My parents had grown up there, in Lida, during that war. The stories from my aunts about those days and the difference between the Polish, Russian and German armies were always fascinating, and have appeared in my writings for many years. In that period, the Germans always came off as the least inhumane. Nevertheless, because my parents fled the Nazis in the Second World War, I possess no photographs of grandparents, cousins, and aunts and uncles who did not manage to escape. So when I found a photograph of a woman on the street in Lida, shamelessly looking the photographer in the lens, I decided to “adopt” her. I called the poem Sepia because I knew it was ‘colored’ by its age and distance, and the reality of the situation I described was colored by my interpretation.

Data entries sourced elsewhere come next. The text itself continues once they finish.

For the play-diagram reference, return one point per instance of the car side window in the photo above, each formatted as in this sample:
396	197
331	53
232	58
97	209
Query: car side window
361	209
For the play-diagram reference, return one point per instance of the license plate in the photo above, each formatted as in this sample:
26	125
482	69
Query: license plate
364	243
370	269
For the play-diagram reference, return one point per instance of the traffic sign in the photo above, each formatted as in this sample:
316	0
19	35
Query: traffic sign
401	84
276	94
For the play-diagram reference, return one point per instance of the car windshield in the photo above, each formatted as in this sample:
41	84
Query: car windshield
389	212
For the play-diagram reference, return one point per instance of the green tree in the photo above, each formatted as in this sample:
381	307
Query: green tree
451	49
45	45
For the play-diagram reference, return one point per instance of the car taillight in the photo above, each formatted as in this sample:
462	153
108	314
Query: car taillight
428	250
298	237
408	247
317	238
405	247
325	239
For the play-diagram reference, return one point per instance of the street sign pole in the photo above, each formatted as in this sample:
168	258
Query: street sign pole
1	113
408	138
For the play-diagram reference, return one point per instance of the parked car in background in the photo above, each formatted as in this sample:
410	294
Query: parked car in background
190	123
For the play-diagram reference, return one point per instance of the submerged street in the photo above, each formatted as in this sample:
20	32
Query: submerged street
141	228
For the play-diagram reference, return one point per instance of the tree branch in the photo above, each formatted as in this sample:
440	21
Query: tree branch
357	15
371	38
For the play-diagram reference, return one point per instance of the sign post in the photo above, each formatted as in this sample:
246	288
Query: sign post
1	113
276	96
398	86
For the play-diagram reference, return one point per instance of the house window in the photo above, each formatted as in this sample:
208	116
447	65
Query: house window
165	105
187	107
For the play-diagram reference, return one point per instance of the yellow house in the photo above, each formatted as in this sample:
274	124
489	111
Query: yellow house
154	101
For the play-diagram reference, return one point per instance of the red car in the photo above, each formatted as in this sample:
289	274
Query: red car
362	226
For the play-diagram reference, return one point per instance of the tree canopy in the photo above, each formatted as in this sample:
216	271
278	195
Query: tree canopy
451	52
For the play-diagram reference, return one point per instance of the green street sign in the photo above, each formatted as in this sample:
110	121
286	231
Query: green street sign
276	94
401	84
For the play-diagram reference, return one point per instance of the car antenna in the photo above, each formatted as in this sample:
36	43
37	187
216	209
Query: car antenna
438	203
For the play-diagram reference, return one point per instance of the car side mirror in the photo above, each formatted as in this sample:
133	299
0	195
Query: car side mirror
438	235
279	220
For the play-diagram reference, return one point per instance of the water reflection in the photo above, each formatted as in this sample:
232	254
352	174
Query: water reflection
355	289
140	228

No matter how much we enlarge it,
That photograph snapped by a German soldier
Of my grandmother in Lida, 1916,
Remains perfectly clear. Her eyes
Register her cold measure
Of the soldier who could decide
To shoot her instead of her
Picture if that
Was his hobby
Instead of photography.
This is what war
Is like – I taste her fear
Even though I’m seeing her
Now from the eyes
Of the oppressor.
And I know the shame of both.
There are so many horrors we do not have access to. There are no photographs of the Polish pogroms in the year following the German occupation of Lida. We only know about life there during the Great War because of the photographs taken by German soldiers. And despite the multitude of revealing snapshots in Yad Vashem, we know so little of our past. One of my grandmothers disappeared into a pit outside of Lida and the other was melted into soap in Stutthof. Nothing remains. Evidence and interpretation of history is essential.
I was a little worried when the poem and the photograph covered the wall in Yad Vashem. Should my name be on it? I wondered. Is there exploitation in making art from the suffering of others? The photographer is anonymous, but I was taking credit for relating what I thought was going on in the picture. In the end I didn’t ask that the poem appear anonymously, and was in fact extremely proud of the paradox I was displaying in identifying with the photographer. As with every photograph, I was seeing the subject through his eyes, but I would not have been able to see her at all had he not photographed her.
More than eight months after the exhibit opened, I received another call from Yad Vashem. They regretted to inform me that after numerous objections, the poem was being removed from the wall. A few hours later I discovered that I was being vilified for comparing Israeli soldiers with Nazis. I was asked by the press for reactions, and in giving my explanation of the poem, was accused and blamed again.
Even though my first instinct was to apologize if some were offended by my words, particularly in such a place that should show only honor and respect for those millions senselessly lost, I soon realized that my apology was doing a disservice to the entire purpose of the exhibit. I am very proud of this poem. I am indeed extremely proud of all my work in aiding the research and understanding of the Holocaust, and I am certain that the censorship of my poem, however well meant, hid a greater evil. Those who saw strange political criticisms in Sepia, or, as I named it in Hebrew, The Gaze, were looking for a comparison that they feared in themselves. As Alexander Pope once noted, “All looks jaundiced to the jaundiced eye.”
This is a phenomenon about which I dare not be silent.